Mi tranvía no habla, pero se filtran por sus ventanas melancólicos silencios cuya clave es fácil descifrar. En el fondo, no está convencido de haber sido nunca un instrumento que favoreciera las reivindicaciones del pueblo. Ni siquiera recuerda haber recorrido los Bulevares, o el Paseo de la Delicias, porque él sólo es un juguete, y los juguetes nacían por entonces en un pueblo de Alicante llama Ibi, y morían descuartizados en cualquier rincón burgués por la furia destructora de un chaval en la flor de la vida, sin que se les promocionara a más altas misiones.
Jubilado ya, el tranvía se limita a conservar orgulloso la enseña nacional sobre sus magras carnes.

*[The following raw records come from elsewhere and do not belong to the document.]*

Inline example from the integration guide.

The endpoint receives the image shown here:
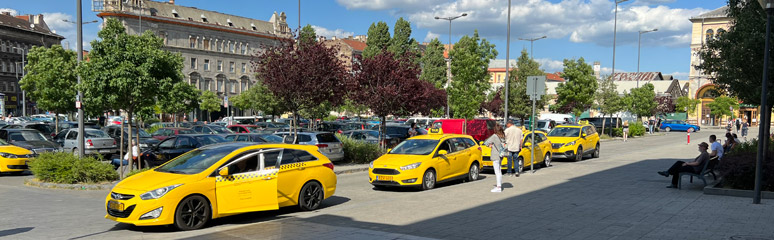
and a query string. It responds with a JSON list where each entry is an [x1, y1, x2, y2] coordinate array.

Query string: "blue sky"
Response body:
[[0, 0, 726, 80]]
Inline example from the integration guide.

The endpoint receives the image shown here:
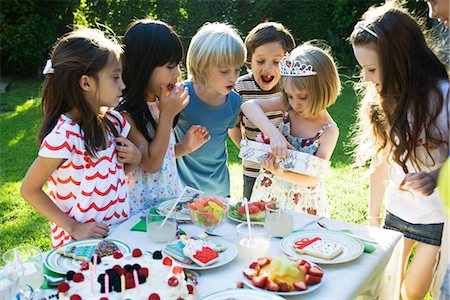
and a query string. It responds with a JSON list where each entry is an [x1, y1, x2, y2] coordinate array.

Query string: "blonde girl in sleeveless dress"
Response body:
[[241, 43, 340, 216]]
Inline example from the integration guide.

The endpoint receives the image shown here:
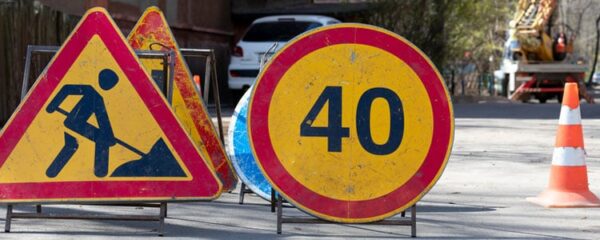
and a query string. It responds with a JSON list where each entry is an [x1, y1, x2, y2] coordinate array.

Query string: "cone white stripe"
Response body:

Es un tranvía de trole europeo, como el moño de un ave, pero nacional hasta la médula por real decreto. Sin embargo, su gran valor no es ese. Hay que pensar, por su bien, que aún resuenan en su interior voces del cobrador (¡Vamos ya, Marcelino! ¡Remueve la mercancía, que vamos pa Colón!), lamentos del conductor Emeterio (¡Será joputa el taxista ese! ¿Se creerá que el Jíler y que toa la calle es suya?), agudas observaciones de un ebanista al contemplar a una modistilla que se ha subido en la misma parada que él (¡qué buena está la gachísi… ¿Oye nena, te gustaría ir al cine Postas con el chachi…), desvergonzadas canciones de un grupo de estudiantes que van a la Universidad de San Bernardo (¡Que te lo han tentao, que te lo han tentao, cochina-marrananoha-ber-te-dejao!) y otros mil ecos de pueblo español, agudo y filosófico, socarrón y vivalavirgen, como dicen que es.
Juguete evocador de gratos recuerdos, por lo mucho que me gustaban los tranvías de verdad con su amplio muestrario de tipos para admirar y estudiar, esta pieza ocupa un lugar de honor dentro de mi colección. Y eso que se me ha olvidado mencionar al ciclista aprovechón, que se enganchaba de sus harapos y se dejaba arrastrar para economizar energías. Y a la colegiala pacata, que por temor al pecado de la carne se protegía junto al con ductor del achuchón colectivo. Porque si lo llego a enriquecer aún más ampliando sus anécdotas, tendría que donarlo al «Museo de la Imaginación», que alguna vez, digo yo, se fundará para recreo y solaz de la humanidad.